We report two patients with multiple brain micrometastases after failure of second-line treatment. Both patients had extracerebral metastases. When the patients took 250 mg/d apatinib orally, the intracerebral lesions disappeared. The extracerebral lesions were partially alleviated. Both patients had a progression-free survival of more than 12 mo and were still stable. The safety was good. The main adverse events (AEs) were mild hypertension and proteinuria, which could be controlled.

CONCLUSION

Apatinib has clear efficacy and good tolerance in patients with multiple brain micrometastases after failure of second-line treatment.
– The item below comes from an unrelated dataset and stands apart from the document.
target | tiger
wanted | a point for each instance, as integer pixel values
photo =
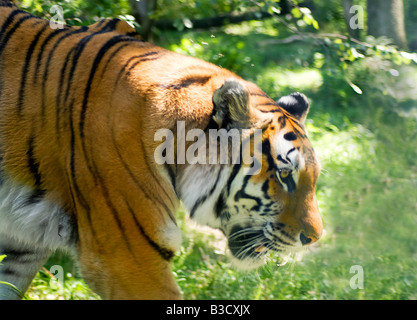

Keywords: Esophageal squamous cell carcinoma; Cervical adenocarcinoma; Brain micrometastases; Apatinib; Tyrosine kinase inhibitor; Vascular endothelial growth factor

Core tip: Brain metastases are the most common intracranial tumor, and the average survival time of patients with brain metastases after symptomatic treatment with chemotherapy, radiotherapy, and hormonal drugs is less than 1 year. We report two patients with multiple brain micrometastases after failure of second-line treatment; both had extracerebral metastases. When the patients were treated with apatinib, the intracerebral lesions disappeared, and the extracerebral lesions were partially alleviated. Both patients had a progression-free survival of more than 12 mo and were still stable. Apatinib, a small-molecule oral inhibitor with anti-angiogenic function, may be an option for treating brain metastases.